The civilizational state. China is not a strong version of a familiar state type but a different type entirely: a civilizational state whose claim to legitimacy rests on performance—the capacity to deliver stability, prosperity, and good governance in the Confucian sense—rather than on procedural mandate. This framing transforms the analysis of Chinese AI governance: the state intervenes not because it is uniquely controlling but because its legitimation logic requires intervention when a technology produces outcomes that damage social order. The performance-based state must govern for outcomes; it cannot satisfy its mandate by following the correct procedure while society deteriorates.
Against intellectual colonialism in AI ethics. The dominant AI ethics frameworks emerged from particular cultural contexts and are not portable without distortion. An AI ethics built on individual rights, transparency to individuals, and markets as the primary allocation mechanism reflects the liberal-democratic tradition and is not adequate to governance in a Confucian civilizational context that begins from the relational self, social harmony, and state capacity as the condition of civilization rather than its threat. Applying Western frameworks to non-Western governance is not universal ethics; it is the imposition of one civilization’s self-understanding on another’s self-organization.
Artificial ignorance and de-intellectualization. The three previous industrial revolutions liberated humans from physical and routine cognitive labor, expanding the scope for thinking. AI may for the first time liberate humans from intellectual labor itself, producing what Zheng calls artificial ignorance: not individual stupidity but collective de-intellectualization, the progressive atrophy of the cognitive capacities that a social order requires for its own reproduction. A society that outsources its thinking cannot govern the technology it has outsourced to—and a social order that cannot think cannot sustain itself.
The pastoral society model. Zheng’s evocative term for the AI-enabled governance dynamic in which a small number of entities—platform companies, state agencies—play the role of the shepherd, organizing the movement of a passive human population that has surrendered its navigational capacity to the herder. The metaphor names a structural dependency: when cognitive navigation is concentrated in one entity and a large population becomes habituated to relying on it, the distributed navigational capacity atrophies, and the population loses not just the practice but the faculty of finding its own way.
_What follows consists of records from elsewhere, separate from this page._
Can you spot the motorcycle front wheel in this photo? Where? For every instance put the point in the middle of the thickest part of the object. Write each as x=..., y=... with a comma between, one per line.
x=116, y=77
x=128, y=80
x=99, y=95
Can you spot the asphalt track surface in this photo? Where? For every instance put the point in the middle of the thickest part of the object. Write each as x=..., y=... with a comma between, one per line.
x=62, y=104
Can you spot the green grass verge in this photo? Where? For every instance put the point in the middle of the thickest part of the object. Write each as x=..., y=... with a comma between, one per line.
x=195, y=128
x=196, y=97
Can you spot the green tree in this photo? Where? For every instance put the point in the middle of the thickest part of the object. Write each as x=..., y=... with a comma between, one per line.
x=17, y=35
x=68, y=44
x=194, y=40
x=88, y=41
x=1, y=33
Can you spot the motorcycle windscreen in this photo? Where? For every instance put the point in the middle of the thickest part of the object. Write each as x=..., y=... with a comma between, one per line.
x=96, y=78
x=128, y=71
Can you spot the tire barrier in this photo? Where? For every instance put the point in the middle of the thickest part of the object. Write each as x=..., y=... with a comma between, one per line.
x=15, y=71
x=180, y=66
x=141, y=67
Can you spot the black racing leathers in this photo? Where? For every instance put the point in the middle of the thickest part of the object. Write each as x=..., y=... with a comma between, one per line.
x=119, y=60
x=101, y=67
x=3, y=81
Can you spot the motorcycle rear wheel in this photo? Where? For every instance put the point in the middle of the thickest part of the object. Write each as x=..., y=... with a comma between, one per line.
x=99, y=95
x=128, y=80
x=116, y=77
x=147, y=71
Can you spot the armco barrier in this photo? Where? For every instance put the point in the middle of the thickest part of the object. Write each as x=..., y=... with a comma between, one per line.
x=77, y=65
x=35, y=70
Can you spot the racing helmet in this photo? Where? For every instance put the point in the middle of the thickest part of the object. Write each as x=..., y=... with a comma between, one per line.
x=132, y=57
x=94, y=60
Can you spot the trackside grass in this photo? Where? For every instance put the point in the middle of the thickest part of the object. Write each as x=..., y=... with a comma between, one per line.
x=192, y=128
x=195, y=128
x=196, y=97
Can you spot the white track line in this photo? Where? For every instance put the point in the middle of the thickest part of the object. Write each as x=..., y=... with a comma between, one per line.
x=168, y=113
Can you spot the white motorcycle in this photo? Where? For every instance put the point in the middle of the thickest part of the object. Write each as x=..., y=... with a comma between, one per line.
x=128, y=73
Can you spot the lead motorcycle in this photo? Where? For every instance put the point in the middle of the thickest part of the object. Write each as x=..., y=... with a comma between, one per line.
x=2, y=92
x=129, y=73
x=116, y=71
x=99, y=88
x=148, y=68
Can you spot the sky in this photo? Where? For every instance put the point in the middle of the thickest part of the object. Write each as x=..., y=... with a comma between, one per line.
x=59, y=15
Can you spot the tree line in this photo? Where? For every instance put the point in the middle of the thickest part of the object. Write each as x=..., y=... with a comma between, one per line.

The multipolar AI world. Sino-American AI competition is not a race to the same finish line but a contest between two civilizational traditions with different strengths: American AI as an engine without adequate brakes (frontier capability, weak governance), Chinese AI as an engine with brakes but insufficient horsepower (governance capacity, constrained frontier). The outcome that serves the world is not the dominance of either model but a multipolar AI governance architecture adequate to the diversity of civilizational traditions—one that requires, as its precondition, each tradition doing the difficult work of civilizational self-examination rather than borrowing frameworks developed elsewhere.